His first story was about an Indian rope trick being performed in London before he moved on to covering fashion shows, by-elections and crime.
It was in 1935 that he made his mark as a journalist when the paper sent him to cover Mussolini's invasion of Abyssinia.
There he met novelist Evelyn Waugh, who was moonlighting as a Daily Mail reporter and was staggered by the amount of luggage Deedes had taken to the front.
When Waugh wrote Scoop, his satire on journalism, he based his hero William Boot on Deedes but young Bill did manage to produce scoops and was promoted to political correspondent when the Telegraph took over the Post.
At the outbreak of the Second World War he left to become an Army officer and went on to head an infantry company winning an MC for leading an attempt to take a bridge. The citation says that he displayed "a complete disregard for his personal safety".
By the end of the war he was married with a family.
He met his late wife Hilary, daughter of a Yorkshire industrialist and Land Army girl, in 1940 on the day France fell.
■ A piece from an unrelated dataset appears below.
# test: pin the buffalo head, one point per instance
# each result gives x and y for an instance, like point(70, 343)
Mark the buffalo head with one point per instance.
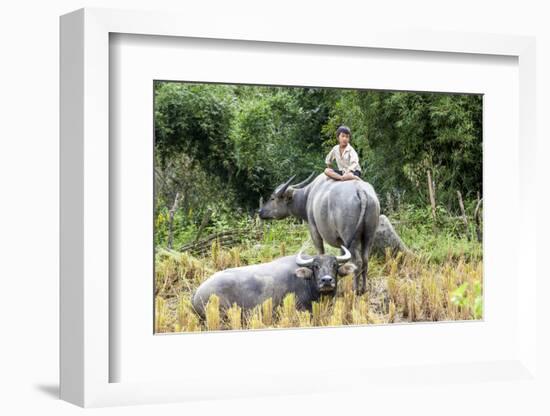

They married in 1942 and shortly after bought New Hayters, a large Victorian farmhouse overlooking Romney Marsh, which was home ever since.
They had two daughters and three sons, including Jeremy who became his boss as managing director of the Telegraph.
He returned to the paper after the war until elected Conservative MP for Ashford in 1950. In 1953 he was on the first party-political broadcast in the role of a television interviewer, questioning then Housing Minister Harold Macmillan, who went on to lead the country.